The bargaining model considered is based on the alternating random order proposer, where there is a probability \(\left( 1-\rho \right) \) of a breakdown in the negotiations in the case that the proposal is rejected by some respondent. In the case that breakdown occurs, we have considered two different options:

In the first option, only the proposer leaves the game (as in the original model of Hart and Mas-Colell 1996). However, we assume additionally a positive cost of delay in the payoffs given by a time discount \(\delta \). In the second option, there is a probability \(\alpha \) that the proposer leaves the game, and \(\left( 1-\alpha \right) \) that the game ends without agreements.

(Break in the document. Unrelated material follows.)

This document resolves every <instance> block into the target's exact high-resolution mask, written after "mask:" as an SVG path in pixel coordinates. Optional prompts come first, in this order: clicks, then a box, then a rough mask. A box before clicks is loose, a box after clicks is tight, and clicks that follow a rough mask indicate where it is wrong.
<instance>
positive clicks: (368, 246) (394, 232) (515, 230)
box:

In both cases we have observed that the average of the SP equilibria payoffs is a \(\varphi ^{\alpha }\) value. In both models the degree of egalitarianism in the payoffs is given by the same factor: the relative bargaining power between the proposer and the respondent. With more power the proposer is better able to fully extract her expected marginal contributions in the game, and, hence, closer are the payoffs to the Shapley value. On the contrary, when the power moves to the respondent, the expected marginal contributions of the proposer associated with the ultimatum threats of leaving the game are taken into account to a lesser extent and, hence, the asymmetries between players given by their differences in their marginal contributions disappear. This fact yields outcomes closer to the equal division solution.

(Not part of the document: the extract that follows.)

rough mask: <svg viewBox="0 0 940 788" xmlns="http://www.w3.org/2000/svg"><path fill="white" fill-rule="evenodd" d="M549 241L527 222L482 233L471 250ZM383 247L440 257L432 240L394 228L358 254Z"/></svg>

The source of this bargaining power is different in both models. In the first model, only the proposer has a chance to make threats by leaving the game after a rejection. From this fact, it looks as if she is the only player who has the power of commitment in the bargaining. Nevertheless, the time cost factor \(\delta \) provides the respondent with bargaining power, because rejecting the offer forces the finding of the agreement at least in the next round, lowering the proposer’s expected payoffs by the discount factor. Therefore, the higher cost of delay implies higher bargaining power for the respondent, and the outcome will be more egalitarian.

In the second model, the parameter \(\alpha /\left( 1-\alpha \right) \) measures the relative power of commitment, because it is the quotient of the probability that the proposer leaves the game if any offer she makes is rejected, \(\left( 1-\rho \right) \alpha \), and the probability that the game ends if her offer is rejected, \(\left( 1-\rho \right) \left( 1-\alpha \right) \). The relative distance between the Shapley value and the equal division solution depends on this relative bargaining power even if the absolute level of power of commitment is quite low (\(\rho \rightarrow 1\) ).

The main conclusion that we can extract from both models is that, insofar as the bargaining power is shared in some way between the proposer and the respondents in the negotiations it should be natural to consider outcomes between the Shapley value and the equal division solution. The agreements will be more or less close to such solutions depending on the relative bargaining power that the proposer and the respondents have in their bilateral face-to-face interaction. There are two different families between both extremes: the egalitarian Shapley values (a convex combination between them) and the discounted Shapley values. In the TU-games setting, both families can be obtained as equilibrium payoffs of a bargaining process: either as a variation of the bidding for the surplus mechanism or as a variation of the alternating random proposer mechanism. As in both cases time is used in each round, it is natural to assume that time is costly for players, which implies that they prefer not to delay the agreements. We have observed that in both type of models the introduction of a time discount factor automatically produces as a result a discounted Shapley value. From this point of view the family of discounted Shapley values seems more natural than the family of egalitarian Shapley values.